J.D. Harvard Law School ‘73
M.A. Columbia University
B.A. Yale University
Mediator, Judge Pro-Tem
Certified Family Law Specialist
licensed by the State Bar of California
Stan is a member of the
San Diego North County Bar Association.
Licensed to practice in California, Maryland, Washington D.C., & Georgia
Why are divorce costs so expensive? There are many reasons. Let's look first at dividing the assets. Most middle class couples have more than one checking account, savings account, and money market account. Let's take them and cut them in half. First we have to know the date of separation, because we're going cut them in half as they existed on the date of separation. Perhaps the date of separation is not an issue, but we still need to have statements for all the accounts for the month in which separation occurred. If you do online banking, it's usually quick and easy to accomplish that. However, we're also going to need copies of all the monthly statements for all the accounts for all the months from the month in which separation occurred down to the present. That can be a surprisingly large number of statements but.
Why do we need all those statements? The answer is that some amount of debt existing at separation is almost always paid after separation with money earned by one of the parties after separation. The debt is community debt, while the earnings are separate property. A party who makes a payment on a community debt with his or her separate property is entitled to be reimbursed. In other words, the other party owes the paying party one half of the payment. Unless you're prepared to forego what may be substantial reimbursements, someone has to examine all those statements, and perhaps all the checks drawn on the accounts, to identify and prove all your reimbursement claims. This volume of examination will greatly increase your divorce costs.
On the other side of the coin, when community funds are used to acquire or improve one party's separate property, that party must repay the money to the community. In other words, the party owning the separate property has to pay the other party half of the money spent during the marriage on the separate property. These reimbursement claims can be based on payments made years ago. That means acquiring and examining even more account statements, unless you're willing to kiss the claims goodbye. Most people aren't, so finding and asserting reimbursement claims of both kinds requires hours and hours of work.
But, you ask, why can't we just divide the accounts immediately based on the statements for the months in which separation occurred? Sounds like a good idea, but one party may blow the money immediately, only to discover eventually that he or she owes the other party substantial reimbursements or a substantial equalizing payment. If the money were still in the accounts, it would be available to pay to the other party, but it's not, leaving the other party high and dry.

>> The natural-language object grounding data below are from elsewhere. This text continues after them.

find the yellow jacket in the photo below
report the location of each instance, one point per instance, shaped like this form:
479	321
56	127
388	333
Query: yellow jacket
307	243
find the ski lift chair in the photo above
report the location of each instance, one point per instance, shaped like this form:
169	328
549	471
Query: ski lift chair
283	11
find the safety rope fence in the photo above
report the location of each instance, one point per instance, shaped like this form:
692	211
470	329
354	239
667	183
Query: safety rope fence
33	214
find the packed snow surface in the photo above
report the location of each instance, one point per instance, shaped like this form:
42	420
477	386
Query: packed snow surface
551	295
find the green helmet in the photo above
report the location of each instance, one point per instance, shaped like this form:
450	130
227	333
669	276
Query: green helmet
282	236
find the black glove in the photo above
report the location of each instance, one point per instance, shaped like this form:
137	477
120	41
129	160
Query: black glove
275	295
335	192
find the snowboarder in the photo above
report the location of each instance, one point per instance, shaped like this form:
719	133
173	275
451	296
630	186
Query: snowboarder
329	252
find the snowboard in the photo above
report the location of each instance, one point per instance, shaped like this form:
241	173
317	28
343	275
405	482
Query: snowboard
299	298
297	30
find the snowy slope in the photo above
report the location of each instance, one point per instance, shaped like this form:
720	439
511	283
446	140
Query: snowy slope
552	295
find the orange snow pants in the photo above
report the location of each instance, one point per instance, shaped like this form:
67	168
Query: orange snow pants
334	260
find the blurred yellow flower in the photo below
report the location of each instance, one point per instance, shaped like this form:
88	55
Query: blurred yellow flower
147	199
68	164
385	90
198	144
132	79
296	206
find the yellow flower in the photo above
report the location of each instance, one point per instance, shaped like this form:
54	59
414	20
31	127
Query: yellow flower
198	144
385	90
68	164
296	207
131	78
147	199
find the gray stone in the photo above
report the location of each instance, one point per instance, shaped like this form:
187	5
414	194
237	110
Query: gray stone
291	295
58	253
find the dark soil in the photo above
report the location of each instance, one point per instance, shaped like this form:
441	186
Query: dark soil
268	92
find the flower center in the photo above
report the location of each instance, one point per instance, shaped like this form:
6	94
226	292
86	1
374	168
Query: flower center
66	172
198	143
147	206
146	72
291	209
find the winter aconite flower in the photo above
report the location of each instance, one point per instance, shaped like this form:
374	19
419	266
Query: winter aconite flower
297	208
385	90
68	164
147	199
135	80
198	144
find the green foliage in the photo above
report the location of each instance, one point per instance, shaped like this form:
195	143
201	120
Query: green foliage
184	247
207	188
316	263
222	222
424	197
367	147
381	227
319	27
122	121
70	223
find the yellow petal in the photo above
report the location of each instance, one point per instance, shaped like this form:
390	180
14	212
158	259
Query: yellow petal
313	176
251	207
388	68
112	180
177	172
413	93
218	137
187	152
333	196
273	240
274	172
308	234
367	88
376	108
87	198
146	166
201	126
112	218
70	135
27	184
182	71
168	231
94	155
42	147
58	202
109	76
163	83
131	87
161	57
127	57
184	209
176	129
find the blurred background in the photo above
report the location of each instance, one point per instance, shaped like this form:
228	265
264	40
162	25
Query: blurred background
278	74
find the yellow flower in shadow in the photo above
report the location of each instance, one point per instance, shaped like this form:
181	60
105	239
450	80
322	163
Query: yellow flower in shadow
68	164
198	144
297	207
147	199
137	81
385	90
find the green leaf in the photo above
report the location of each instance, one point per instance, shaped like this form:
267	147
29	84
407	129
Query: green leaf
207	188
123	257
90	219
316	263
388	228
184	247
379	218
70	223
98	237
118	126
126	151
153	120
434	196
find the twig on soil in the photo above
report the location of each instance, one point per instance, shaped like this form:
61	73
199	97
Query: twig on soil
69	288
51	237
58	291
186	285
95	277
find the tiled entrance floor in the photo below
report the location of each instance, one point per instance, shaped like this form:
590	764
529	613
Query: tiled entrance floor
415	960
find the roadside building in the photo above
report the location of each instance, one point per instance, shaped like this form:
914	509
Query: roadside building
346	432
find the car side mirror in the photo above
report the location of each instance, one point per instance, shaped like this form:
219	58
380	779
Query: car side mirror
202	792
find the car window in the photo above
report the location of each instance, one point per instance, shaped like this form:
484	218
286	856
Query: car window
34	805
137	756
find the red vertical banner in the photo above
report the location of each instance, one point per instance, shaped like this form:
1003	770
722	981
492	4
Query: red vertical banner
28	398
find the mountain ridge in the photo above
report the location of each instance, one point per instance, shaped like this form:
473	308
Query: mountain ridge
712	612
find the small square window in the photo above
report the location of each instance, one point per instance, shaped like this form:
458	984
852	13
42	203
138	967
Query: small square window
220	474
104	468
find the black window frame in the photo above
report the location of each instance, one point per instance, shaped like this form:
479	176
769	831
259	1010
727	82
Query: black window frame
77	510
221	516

Each side usually refuses to take that risk, so the accounts remain undivided until the final reslution of the case. The Family Code attempts to minimize the risk by prohibiting either party while the case is pending from using both community and separate property for any purpose other than reasonable living expenses without the agreement of the other party or a court order. This prohibition is one of the automatic restraining orders ("ATRO's") which become effective immediately at the beginning of the case. The ATRO's have the unintended consequence of discouraging immediate division of monetary assets when at least partial immediate division would benefit both parties, reduce animosity, simplify matters, and help get the case over with earlier than otherwise.
A monetary asset whose division can similarly add to the divorce cost is a retirement plan created to make saved earnings tax exempt as long as they remained saved. These are either "defined contribution plans" or "defined benefit plans." Such plans "quailfy" to produce the desired tax deferral by adhering to certain arcane provisions of the Internal Revenu Code. Because they are "qualified" plans, dividing them requires a "qualified" court order also adhering to the Code. Such orders are called qualified domestic relations orders, or "QDRO's." The preparation of QDRO's has become a legal sub-specialty. Preparation of a proposed QDRO satisfying both parties and the plan administrator can take months.
We could go on and on regarding divorce costs with time consuming and document intensive problems encountered in dividing community property so that the legal rights of the parties are satisfied. Because each party is typically intent on getting all of his or her legal rights satisfied completely, and each party's attorney knows who will be blamed if that doesn't happen, family law attorneys are usually afraid of compromises, again dragging out the proceedings.
Similar considerations tending to generate long delays and inordinate legal fees are at play in all of the other tasks which must be accomplished to produce a final judgment dissolving a marriage. Custody and visitation issues can easily defy a quick resolution, and they usually do. Rare is the case in which a preliminary pronouncement of complete agreement proves to be true. Determing spousal support requires the application of sixteen different factors and sub-factors spelled out in section 4320 of the Family Code. The amount of potentially relevant information is mind boggling. Acquiring it can take months. Analyzing it and arguing over it can take more months thereby significantly adding to your divorce cost.
Getting married is quick and easy. Getting divorced is slow and difficult. That's the nature of the beast.